Although it is difficult to draw firm conclusions, there is some evidence that prenatal exposure to marijuana may be associated with deficits in language, attention, cognitive performance, and delinquent behaviors. THC exposure in rats during the prenatal developmental phase may cause epigenetic changes in gene expression, but there is limited knowledge about the risk for psychiatric disorders because of ethical barriers to studying the developing human brain. While animal studies cannot take into account factors that could influence the effects of cannabis on human maternal exposure, such as environmental and social factors, a 2011 review of rodent studies by Campolongo et al. said there was “… increasing evidence from animal studies showing that cannabinoid drugs … induce enduring neurobehavioral abnormalities in the exposed offspring …” Campolongo et al. added that “clinical studies report hyperactivity, cognitive impairments and altered emotionality in humans exposed in utero to cannabis”. Martin et al. investigated recent trends in substance abuse treatment admissions for cannabis use in pregnancy in the US, based on Treatment Episodes Data Set (TEDS) from 1992 to 2012, and discovered that, while the proportion of treatment admissions for pregnant women was stable (about 4%), the admissions for women who were pregnant and reported any marijuana use grew from 29% to 43%. A 2015 review found that cannabis use by pregnant mothers impaired brain maturation in their children, and that it also predisposed their children to neurodevelopmental disorders.

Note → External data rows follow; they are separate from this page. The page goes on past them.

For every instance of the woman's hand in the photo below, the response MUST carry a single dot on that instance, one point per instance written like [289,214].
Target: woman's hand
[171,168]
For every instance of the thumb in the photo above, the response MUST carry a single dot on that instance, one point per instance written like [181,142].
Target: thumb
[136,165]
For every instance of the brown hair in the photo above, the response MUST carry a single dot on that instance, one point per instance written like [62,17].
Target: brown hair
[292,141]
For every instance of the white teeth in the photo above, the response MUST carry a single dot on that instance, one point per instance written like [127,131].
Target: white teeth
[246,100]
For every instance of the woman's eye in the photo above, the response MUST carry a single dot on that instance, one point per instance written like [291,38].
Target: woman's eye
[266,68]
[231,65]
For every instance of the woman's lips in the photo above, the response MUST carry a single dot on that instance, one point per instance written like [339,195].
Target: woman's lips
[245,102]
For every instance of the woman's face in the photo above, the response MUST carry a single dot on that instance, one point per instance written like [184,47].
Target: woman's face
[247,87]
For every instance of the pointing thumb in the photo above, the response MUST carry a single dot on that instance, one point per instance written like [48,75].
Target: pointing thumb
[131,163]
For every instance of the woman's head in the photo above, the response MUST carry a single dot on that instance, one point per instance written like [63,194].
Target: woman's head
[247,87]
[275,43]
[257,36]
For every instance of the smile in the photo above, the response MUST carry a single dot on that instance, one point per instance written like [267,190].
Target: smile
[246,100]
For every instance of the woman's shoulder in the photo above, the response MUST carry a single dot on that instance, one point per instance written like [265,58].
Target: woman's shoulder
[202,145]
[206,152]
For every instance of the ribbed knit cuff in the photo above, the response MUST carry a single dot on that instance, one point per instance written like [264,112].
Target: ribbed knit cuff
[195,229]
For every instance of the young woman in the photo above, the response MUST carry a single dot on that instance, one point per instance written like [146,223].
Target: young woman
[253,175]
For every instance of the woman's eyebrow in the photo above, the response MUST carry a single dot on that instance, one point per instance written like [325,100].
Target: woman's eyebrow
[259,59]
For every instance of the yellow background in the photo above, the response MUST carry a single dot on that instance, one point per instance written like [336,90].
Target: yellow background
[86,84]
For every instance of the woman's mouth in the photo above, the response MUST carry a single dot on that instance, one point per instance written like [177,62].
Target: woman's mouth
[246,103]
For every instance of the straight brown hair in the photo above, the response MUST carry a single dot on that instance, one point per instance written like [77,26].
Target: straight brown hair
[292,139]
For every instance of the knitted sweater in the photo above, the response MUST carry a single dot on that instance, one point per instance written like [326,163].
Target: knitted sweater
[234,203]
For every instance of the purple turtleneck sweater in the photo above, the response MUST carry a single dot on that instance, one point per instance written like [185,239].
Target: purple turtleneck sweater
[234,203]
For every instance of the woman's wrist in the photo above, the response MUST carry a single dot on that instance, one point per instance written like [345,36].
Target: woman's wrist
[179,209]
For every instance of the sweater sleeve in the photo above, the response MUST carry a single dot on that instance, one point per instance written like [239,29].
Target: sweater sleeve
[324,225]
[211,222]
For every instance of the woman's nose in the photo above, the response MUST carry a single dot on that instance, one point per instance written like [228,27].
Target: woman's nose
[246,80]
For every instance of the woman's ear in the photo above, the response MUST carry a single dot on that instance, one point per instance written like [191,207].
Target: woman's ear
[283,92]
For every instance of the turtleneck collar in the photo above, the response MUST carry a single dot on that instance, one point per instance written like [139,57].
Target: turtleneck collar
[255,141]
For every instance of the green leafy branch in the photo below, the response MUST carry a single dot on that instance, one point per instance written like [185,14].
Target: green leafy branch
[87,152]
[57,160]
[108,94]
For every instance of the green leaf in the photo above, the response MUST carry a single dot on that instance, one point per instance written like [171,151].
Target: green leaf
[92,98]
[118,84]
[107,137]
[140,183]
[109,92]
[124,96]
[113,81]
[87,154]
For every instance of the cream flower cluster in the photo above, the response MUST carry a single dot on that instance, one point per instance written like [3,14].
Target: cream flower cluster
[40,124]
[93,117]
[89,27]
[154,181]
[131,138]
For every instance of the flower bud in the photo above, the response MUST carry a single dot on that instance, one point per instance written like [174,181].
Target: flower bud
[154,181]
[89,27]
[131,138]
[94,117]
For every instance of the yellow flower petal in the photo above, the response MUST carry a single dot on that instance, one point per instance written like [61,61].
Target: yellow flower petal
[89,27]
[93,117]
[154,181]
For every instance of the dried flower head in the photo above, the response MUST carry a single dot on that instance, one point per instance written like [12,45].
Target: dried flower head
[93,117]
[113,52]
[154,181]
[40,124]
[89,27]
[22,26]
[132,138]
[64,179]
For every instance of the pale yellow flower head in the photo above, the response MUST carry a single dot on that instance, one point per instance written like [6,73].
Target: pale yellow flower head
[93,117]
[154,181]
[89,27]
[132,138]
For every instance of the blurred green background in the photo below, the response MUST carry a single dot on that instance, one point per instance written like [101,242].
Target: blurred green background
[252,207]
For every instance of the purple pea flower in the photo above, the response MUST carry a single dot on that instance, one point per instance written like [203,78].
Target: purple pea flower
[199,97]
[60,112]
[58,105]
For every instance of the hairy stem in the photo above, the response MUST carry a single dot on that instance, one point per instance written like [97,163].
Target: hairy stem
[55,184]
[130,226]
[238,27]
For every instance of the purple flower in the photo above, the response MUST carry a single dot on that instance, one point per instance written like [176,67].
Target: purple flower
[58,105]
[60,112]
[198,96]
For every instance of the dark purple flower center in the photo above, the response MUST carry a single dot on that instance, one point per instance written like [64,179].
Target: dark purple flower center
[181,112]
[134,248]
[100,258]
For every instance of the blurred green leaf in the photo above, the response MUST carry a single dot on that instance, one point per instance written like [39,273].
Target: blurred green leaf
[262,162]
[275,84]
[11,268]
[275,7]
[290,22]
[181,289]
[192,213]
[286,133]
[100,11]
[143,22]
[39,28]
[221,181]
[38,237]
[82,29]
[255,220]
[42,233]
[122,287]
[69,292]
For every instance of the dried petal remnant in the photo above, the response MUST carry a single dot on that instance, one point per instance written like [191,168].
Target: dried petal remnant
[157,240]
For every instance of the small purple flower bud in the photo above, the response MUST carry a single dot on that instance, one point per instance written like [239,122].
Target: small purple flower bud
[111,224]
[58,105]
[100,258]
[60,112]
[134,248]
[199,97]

The National Institute on Drug Abuse states that further research is required to “disentangle” effects of cannabis use from a mother’s concomitant drug use and other environmental factors. A 2016 meta-analysis showed that after accounting for confounding factors, cannabis alone was not responsible for adverse neotatal outcomes.
The role of the endocannabinoid system (ECS) in female fertility has long been suspected and studied. Most studies through 2013 linking development of the fetus and cannabis show effects of consumption during the gestational period, but abnormalities in the endocannabinoid system during the phase of placental development are also linked with problems in pregnancy. According to Sun and Dey (2012), endocannabinoid signaling plays a role in “female reproductive events, including preimplantation embryo development, oviductal embryo transport, embryo implantation, placentation, and parturition”. Karusu et al (2011) said that a “clear correlation … in the actual reproductive tissues of miscarrying versus healthy women has yet to be established. However, the adverse effects of marijuana smoke and THC on reproductive functions point to processes that are modulated by ECS.”.
Recent data indicates that endometrial expression of cannabinoid receptors in marijuana smoking mothers is higher than non-smokers. Keimpema and colleagues (2011) said, “Prenatal cannabis exposure can lead to growth defects during formation of the nervous system”; “[c]annabis impacts the formation and functions of neuronal circuitries by targeting cannabinoid receptors … By indiscriminately prolonging the “switched-on” period of cannabinoid receptors, cannabis can hijack endocannabinoid signals to evoke molecular rearrangements, leading to the erroneous wiring of neuronal networks”. A report prepared for the Australian National Council on Drugs concluded cannabis and other cannabinoids are contraindicated in pregnancy as they may interact with the endocannabinoid system.